Glücklicherweise hatte sie außer ihnen beiden und Guntrun keine Gäste, die Zeugen von Tankreds Schande –
Wieso Schande?, fragte Alea über das Blutglas.
Hitze kroch in Tankreds Wangen, und er rieb an dem Opalamulett auf seiner Stirn. Ohne dieses blöde Ding hätte er sich selbst heilen können. Wäre es dir nicht peinlich?
Hmm, machte Alea, würdigte Tankred aber dann das ganze Frühstück über keines Blickes. Dafür grinste Guntrun wie eine Katze, die Sahne aus der Küche gestohlen hatte. Tankred gab sich Mühe, Letzteres nicht zu beachten.
Somit sprachen sie alle drei nur das Notwendigste, während sie zusammenpackten und ihre Flucht nach Norden fortsetzten. Erst, als sie einen menschenleeren Abschnitt auf der schmalen Straße durch die Berge erreichten, trieb Guntrun ihr Pony neben Tankreds. „Ich hätt‘ gar nicht fragen brauchen. Damals.“
Oh, bei den Göttern, warum musste sie ausgerechnet das Thema ansprechen, das zu den Unannehmlichkeiten der letzten zwei Wochen geführt hatte? Sicher waren Tankred und sein Liebster jetzt einen Schritt weiter, aber Tankred spürte, wie Alea, der voraus ritt, sich verspannte, seine Schultern zurücknahm, als bereitete er sich auf einen Angriff vor. Tankred wollte ihn verteidigen, doch mit einen erneuten Streit wäre nichts gewonnen.
„Aber“, fuhr Guntrun fort, bevor Tankred sich einen Vortrag zurechtlegen konnte „ihr seid eben nicht so, wie man es erwartet.“
„Ich wusste nicht, dass man überhaupt etwas erwartet“, log er. Sechs Jahre unter Ritter Ingfrieds tadelnden Blicken hatten ihm einen guten Eindruck verschafft.

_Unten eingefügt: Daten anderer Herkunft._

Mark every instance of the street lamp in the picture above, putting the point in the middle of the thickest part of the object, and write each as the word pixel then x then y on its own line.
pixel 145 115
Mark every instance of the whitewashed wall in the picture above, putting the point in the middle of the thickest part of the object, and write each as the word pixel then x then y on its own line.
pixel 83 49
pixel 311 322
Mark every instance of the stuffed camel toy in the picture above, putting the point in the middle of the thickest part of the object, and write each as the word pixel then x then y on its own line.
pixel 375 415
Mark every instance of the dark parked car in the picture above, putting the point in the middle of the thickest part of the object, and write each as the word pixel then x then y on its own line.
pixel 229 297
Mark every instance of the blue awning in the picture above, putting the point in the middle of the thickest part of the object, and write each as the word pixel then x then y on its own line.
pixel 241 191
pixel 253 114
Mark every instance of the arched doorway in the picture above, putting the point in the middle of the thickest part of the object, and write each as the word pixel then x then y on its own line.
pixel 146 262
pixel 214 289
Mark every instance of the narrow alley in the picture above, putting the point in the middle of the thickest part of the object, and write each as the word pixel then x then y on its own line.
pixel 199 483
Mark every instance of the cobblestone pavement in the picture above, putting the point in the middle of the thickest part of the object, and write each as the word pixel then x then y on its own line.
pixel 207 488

Sie rutschte im Sattel hin und her und sah dann zu Boden. „Na. Was man eben so über Männer sagt, die sich nicht wie richtige Männer benehmen. Dass die gar keine Frau suchen, sondern einen, der es ihnen von hinten besorgt.“
„Aha“, machte Tankred. Das war nicht neu, und die Beleidigungen dazu auch nicht. Schwester. Tucke. Kissenbeißer. Verkehrtrum. – Aber was war dann Tankred? Halb verbogen? Und was war mit Heilika? Gab es die überhaupt, wenn sie in gar keine Richtung zeigte? – „Solche wie Alea und ich.“
„Eben nicht. Ich mein …“ Guntrun wedelte mit einer Hand, als hoffte sie, er würde das verstehen.
Tankred hob die Brauen.
„Keiner würde euch nachsagen, dass ihr euch nicht wie Kerle verhaltet.“
„Soll ich mich jetzt geschmeichelt fühlen?“
Guntrun zog die Nase hoch. „Du machst das absichtlich. Damit ich mir blöd vorkomme.“
Da mochte Tankred nicht widersprechen, also neigte er nur den Kopf. Vorne hatte Alea sich beruhigt und hörte zu. „Wir sind zwei Männer. Es ergibt keinen Sinn, danach zu fragen, welcher von uns die Frau ist. Es sei denn, du wolltest einen von uns verachten.“ Tankred blinzelte. Deswegen war Alea vorhin so still gewesen, nicht wahr? Um nicht weiter darüber nachdenken zu müssen, schob er hinterher, „Außerdem bist du eine Frau.“
Guntrun machte ein nachdenkliches Geräusch.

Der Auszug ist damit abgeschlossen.